As promised to Jandajoy in another thread here is a few pictures of one of the converted MUSKETS.

If you live in Bangkok or one of the big cities you will not have seen one of these. But you must remember the old movies where they pour powder, wadding and shot and wadding again into old (circa 1800+ no idea if dates are right!) muskets.

Michael Cane and the movie ZULU comes to mind!!!

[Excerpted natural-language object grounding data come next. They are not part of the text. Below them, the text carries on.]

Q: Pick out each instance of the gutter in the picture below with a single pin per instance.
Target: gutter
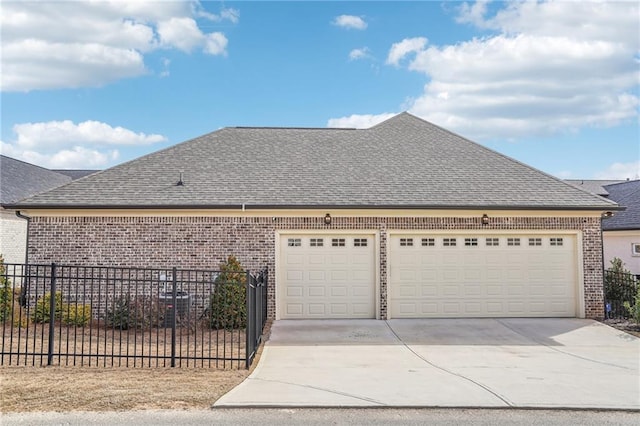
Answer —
(245, 207)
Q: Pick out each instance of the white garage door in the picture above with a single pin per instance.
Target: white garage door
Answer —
(326, 276)
(453, 276)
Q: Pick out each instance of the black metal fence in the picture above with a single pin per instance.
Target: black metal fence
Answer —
(619, 287)
(133, 317)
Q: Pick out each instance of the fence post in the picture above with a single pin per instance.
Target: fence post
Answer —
(52, 314)
(174, 309)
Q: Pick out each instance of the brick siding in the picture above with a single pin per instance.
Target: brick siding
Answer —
(204, 242)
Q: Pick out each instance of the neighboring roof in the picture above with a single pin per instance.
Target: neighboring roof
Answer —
(626, 194)
(75, 174)
(20, 180)
(594, 186)
(404, 162)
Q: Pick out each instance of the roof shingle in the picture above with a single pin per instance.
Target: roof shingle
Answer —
(626, 194)
(19, 180)
(404, 162)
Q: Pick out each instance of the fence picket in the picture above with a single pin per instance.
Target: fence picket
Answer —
(117, 315)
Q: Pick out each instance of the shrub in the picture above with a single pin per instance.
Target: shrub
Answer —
(41, 313)
(6, 294)
(619, 287)
(130, 312)
(634, 310)
(78, 315)
(228, 306)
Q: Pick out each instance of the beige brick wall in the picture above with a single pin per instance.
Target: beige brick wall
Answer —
(204, 242)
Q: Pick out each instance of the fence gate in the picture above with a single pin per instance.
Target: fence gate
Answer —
(133, 317)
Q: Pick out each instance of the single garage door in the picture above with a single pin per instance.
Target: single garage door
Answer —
(459, 276)
(326, 276)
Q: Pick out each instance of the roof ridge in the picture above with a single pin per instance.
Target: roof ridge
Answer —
(506, 157)
(32, 165)
(290, 128)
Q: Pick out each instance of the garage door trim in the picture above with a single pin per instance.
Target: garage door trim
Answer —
(579, 294)
(370, 233)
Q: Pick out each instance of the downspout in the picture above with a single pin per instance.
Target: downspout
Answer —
(23, 290)
(28, 219)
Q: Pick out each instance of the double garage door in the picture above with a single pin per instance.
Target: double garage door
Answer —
(429, 276)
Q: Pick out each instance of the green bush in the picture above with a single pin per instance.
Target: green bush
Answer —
(131, 312)
(77, 315)
(6, 294)
(41, 313)
(619, 283)
(634, 310)
(228, 303)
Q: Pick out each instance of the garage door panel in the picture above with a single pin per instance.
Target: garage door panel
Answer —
(429, 290)
(294, 309)
(295, 275)
(326, 277)
(492, 276)
(317, 275)
(472, 308)
(316, 309)
(293, 259)
(316, 291)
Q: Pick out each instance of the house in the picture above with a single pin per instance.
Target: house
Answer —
(20, 180)
(401, 220)
(621, 232)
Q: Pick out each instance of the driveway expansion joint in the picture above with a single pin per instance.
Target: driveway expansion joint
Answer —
(485, 387)
(362, 398)
(553, 348)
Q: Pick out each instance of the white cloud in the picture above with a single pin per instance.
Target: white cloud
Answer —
(48, 45)
(226, 14)
(407, 46)
(359, 121)
(350, 22)
(67, 133)
(473, 14)
(215, 44)
(64, 144)
(360, 53)
(621, 171)
(549, 67)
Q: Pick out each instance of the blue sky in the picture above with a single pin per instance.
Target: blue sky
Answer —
(552, 84)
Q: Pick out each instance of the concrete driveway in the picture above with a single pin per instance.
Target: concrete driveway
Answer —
(546, 363)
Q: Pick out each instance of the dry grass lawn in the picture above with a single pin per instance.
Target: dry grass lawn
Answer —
(64, 389)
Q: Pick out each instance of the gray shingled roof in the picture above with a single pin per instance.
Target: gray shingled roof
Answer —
(594, 186)
(626, 194)
(404, 162)
(74, 173)
(20, 180)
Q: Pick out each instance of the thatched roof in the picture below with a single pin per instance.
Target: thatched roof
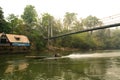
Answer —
(17, 38)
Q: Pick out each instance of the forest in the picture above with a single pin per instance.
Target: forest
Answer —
(37, 28)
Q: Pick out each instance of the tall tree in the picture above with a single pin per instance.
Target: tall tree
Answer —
(68, 20)
(47, 24)
(30, 16)
(14, 22)
(4, 26)
(91, 21)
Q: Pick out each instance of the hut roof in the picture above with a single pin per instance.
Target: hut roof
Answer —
(17, 38)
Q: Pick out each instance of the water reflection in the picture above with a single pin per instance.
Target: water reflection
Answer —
(16, 66)
(93, 68)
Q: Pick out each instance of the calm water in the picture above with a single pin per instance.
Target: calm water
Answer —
(102, 65)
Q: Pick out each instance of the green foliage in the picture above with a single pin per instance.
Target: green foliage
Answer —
(91, 21)
(30, 15)
(4, 26)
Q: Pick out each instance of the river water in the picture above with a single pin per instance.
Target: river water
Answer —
(99, 65)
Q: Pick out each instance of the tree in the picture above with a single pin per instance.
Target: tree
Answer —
(47, 24)
(91, 21)
(14, 22)
(4, 26)
(30, 16)
(68, 20)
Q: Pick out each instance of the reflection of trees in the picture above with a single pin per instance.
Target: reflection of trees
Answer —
(113, 70)
(62, 69)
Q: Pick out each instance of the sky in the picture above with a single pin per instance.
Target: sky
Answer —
(58, 8)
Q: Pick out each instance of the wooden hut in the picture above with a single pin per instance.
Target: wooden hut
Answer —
(13, 41)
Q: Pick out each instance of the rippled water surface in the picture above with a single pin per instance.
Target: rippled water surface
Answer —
(102, 65)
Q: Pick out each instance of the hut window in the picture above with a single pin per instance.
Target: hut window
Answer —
(17, 38)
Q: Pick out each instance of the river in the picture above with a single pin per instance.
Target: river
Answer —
(97, 65)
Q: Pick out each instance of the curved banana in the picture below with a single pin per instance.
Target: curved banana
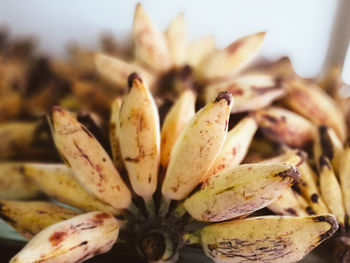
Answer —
(285, 126)
(30, 217)
(176, 36)
(91, 165)
(57, 181)
(14, 184)
(235, 147)
(251, 91)
(150, 45)
(272, 239)
(73, 240)
(177, 117)
(197, 147)
(240, 190)
(139, 136)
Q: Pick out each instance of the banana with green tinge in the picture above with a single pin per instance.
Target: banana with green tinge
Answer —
(232, 59)
(30, 217)
(73, 240)
(92, 166)
(57, 181)
(240, 190)
(139, 136)
(251, 91)
(14, 184)
(270, 239)
(177, 117)
(197, 147)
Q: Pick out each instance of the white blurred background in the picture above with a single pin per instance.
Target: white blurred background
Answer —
(297, 28)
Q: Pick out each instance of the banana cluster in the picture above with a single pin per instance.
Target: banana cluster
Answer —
(191, 156)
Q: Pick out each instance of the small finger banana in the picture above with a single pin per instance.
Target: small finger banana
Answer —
(197, 147)
(240, 190)
(73, 240)
(232, 59)
(91, 165)
(139, 135)
(30, 217)
(57, 181)
(179, 114)
(272, 239)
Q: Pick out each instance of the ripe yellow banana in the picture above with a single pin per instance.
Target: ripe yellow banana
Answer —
(14, 184)
(330, 189)
(29, 218)
(285, 126)
(198, 50)
(57, 181)
(139, 135)
(235, 147)
(91, 165)
(240, 190)
(176, 36)
(197, 147)
(270, 239)
(316, 105)
(251, 91)
(73, 240)
(151, 48)
(232, 59)
(177, 117)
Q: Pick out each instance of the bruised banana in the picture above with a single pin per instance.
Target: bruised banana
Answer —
(139, 136)
(232, 59)
(235, 147)
(285, 126)
(272, 239)
(177, 117)
(251, 91)
(197, 147)
(240, 190)
(30, 217)
(151, 48)
(73, 240)
(92, 167)
(14, 184)
(57, 181)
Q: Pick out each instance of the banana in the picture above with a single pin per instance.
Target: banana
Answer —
(176, 36)
(344, 177)
(92, 167)
(30, 217)
(272, 239)
(73, 240)
(231, 60)
(285, 126)
(57, 181)
(240, 190)
(139, 135)
(177, 117)
(197, 147)
(150, 45)
(14, 184)
(251, 91)
(114, 135)
(328, 144)
(198, 50)
(289, 203)
(116, 71)
(330, 189)
(235, 147)
(316, 105)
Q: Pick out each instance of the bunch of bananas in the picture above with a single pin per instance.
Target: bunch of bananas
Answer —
(193, 139)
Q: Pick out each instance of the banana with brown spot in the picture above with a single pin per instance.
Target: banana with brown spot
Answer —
(73, 240)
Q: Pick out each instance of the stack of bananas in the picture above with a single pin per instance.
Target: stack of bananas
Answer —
(193, 141)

anyway here's some pics of his high tech silent conversion...

----------


## Chong Boy

This is the uncle in law and he loves that he can kill anything!
if it runs, the musket with 12-15 ball bearings will kill it (ie. 12 gauge, thai style!)
and if it sneaks or hops then the converted silenced musket will do!!!...

----------


## Chong Boy

The full musket on the ground...

----------


## Chong Boy

It might be crude but here is a safety, lock and a trigger. A bit like the old JFK rifle (100 years before!) you can't fire unless it's pumped and the safety is off! ingenious, if you ask me. And he did it because the birds kept flying away lol

----------


## Chong Boy

The odd shaped thing on the airbox is a magnet! you can place plenty of ball bearings on a magnet to save pissing about searching in you pockets! This guy is no amateur!!!  :Smile:

----------


## jandajoy

Good stuff. Cheers. :Smile:

----------


## MBMBALLS

Hi im a new member i only made an account to ask a question,
I build many pneumatic gun's (Air guns like this one) but i have never seen one like this.
Q's.
-Is the ball bearing's shot out using air.
-Is there a valve used (if so what kind?)
-Do you have a "how to"

Thank you very much.

----------


## dirtydog

Got to be air, thats a bicycle wheel pump fitted underneath.

----------


## superman

> Hi im a new member i only made an account to ask *a* question


You've asked 3. Make your mind up.

----------


## superman

> Is there a valve used (if so what kind?)


 If you make your own, as stated, you will know the pump would have to be connected to a non-return valve. As per a bicycle tyre. The valve is in the picture.

----------


## dirtydog

^Think he means the release valve.

----------


## superman

> If you make your own, as stated, you will know the pump would have to be connected to a non-return valve. As per a bicycle tyre. The valve is in the picture.





> Think he means the release valve.


Once again. If he made his own, he would already know what type of release valve to use.

----------


## dirtydog

I doubt it, most air guns that use a pre charged air cylinder do not use a tyre valve, so he probably wants to know how the strike valve works and what sort it is.

----------


## superman

> I doubt it, most air guns that use a pre charged air cylinder do not use a tyre valve


The one in the photo has.

----------


## dirtydog

I was just pointing out how dumb your arguement was, that is the fill valve, not the strike or release valve.

----------


## dirtydog

You may think your an expert in guns but I personally don't think there is such a beast, there has been no real advancement in guns in the last 99 years.

Tell a lie, the glock, but that is only in the gun.

----------


## superman

> You may think your an expert


Sorry if you took it personally DD. I'm no expert and never professed to being one but basic engineering prevails. And basic engieering is what an airgun is about.

----------